To specify a simple search, proceed as follows:
Select the search scope from the pull-down list at the top of the navigation panel.
Select the object type to search from the pull-down list second from the top. The list of available object types varies according to the search scope selected.
If you select Resource Instance (on an application), you must also select the Resource Type from the pull-down list next to the object type box.
Enter a string to match in the text box, possibly using the wildcard characters % or * (the wild character matches any character in the pattern).
The search returns all names and display names of the object type selected that match the specified string; leave this box empty to obtain the list of all objects of the specified type.
Click the Go button to trigger the search and to display the results in the tab Search Results, which is automatically brought to the foreground when the search is completed. Positioning the cursor on the blue information button next to an item displays the item details. The Search Results tab shows at most the first 200 matches found by the search.
Once an item is selected in the Search Results, it can be opened or edited by clicking Open or Edit at the top of the table.
Figure 3-3 illustrates the results of a simple search on roles for an application and the details of an application role returned by the simple search.
To access online help documentation, on the upper right corner of any window, click Help to bring up the help window, partially illustrated in Figure 3-4.
In this window, you can select the documentation to view by choosing an item from the pull-down Book box. Selecting Authorization Policy Manager Online Help displays several topics in the online documentation; selecting Administrator's Guide for Authorization Policy Manager displays the table of contents of this guide.
Also you can search for a string in a displayed page (Find in Page) or within either of the two books available (select book and use Search).
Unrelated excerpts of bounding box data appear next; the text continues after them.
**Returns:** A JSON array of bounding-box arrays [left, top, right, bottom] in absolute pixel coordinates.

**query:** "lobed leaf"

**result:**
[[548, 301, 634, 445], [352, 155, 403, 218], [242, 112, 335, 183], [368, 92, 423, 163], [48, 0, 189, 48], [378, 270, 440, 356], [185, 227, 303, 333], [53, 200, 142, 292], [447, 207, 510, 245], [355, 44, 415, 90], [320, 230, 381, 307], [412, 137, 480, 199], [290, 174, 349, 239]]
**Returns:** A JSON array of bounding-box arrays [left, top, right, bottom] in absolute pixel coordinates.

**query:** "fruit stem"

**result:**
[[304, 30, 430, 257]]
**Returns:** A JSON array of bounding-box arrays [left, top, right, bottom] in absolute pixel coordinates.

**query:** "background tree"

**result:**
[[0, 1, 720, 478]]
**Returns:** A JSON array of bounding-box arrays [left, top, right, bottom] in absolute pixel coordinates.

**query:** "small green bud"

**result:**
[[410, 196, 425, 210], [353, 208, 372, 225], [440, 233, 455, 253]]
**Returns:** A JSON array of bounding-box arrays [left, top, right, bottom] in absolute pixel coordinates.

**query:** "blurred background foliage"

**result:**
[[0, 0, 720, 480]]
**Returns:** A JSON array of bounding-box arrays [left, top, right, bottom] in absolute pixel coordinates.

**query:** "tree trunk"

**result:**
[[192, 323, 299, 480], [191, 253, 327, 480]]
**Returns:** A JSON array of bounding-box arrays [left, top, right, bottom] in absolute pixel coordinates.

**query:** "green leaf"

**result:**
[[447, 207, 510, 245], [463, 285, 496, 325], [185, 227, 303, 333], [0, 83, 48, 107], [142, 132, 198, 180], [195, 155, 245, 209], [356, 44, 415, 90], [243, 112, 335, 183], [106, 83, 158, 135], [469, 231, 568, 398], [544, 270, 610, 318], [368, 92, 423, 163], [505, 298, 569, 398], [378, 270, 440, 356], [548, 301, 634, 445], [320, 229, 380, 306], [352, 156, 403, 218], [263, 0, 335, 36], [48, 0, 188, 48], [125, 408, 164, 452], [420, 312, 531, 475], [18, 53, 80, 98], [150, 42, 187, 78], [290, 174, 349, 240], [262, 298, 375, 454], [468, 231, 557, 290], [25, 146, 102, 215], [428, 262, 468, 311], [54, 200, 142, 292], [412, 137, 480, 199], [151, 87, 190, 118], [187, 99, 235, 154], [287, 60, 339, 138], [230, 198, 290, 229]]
The following scenarios describe frequent uses of Authorization Policy Manager:
Find artifacts whose names or display names match a pattern. For details, see Finding Artifacts with a Simple Search.
Given an external role, view all the application roles mapped to the external role. For details, see Section 5.4, "Mapping Application Roles to an External Role."
Given an application role, view all the external roles mapped to the application role. For details, see Section 5.5, "Mapping External Roles to an Application Role."
Given an application role, view the application hierarchy at the role. For details, see Section 5.3, "Managing the Application Role Hierarchy."
Given an entitlement, view all application policies that use the entitlement. For details, see Section 4.6.1, "Finding Application Policies that Match Entitlements or Resources."
Given a principal (that is, a user, an external role, or an application role), view all the application policies that use the principal. For details, see Section 4.6.2, "Finding Application Policies that Match Principals."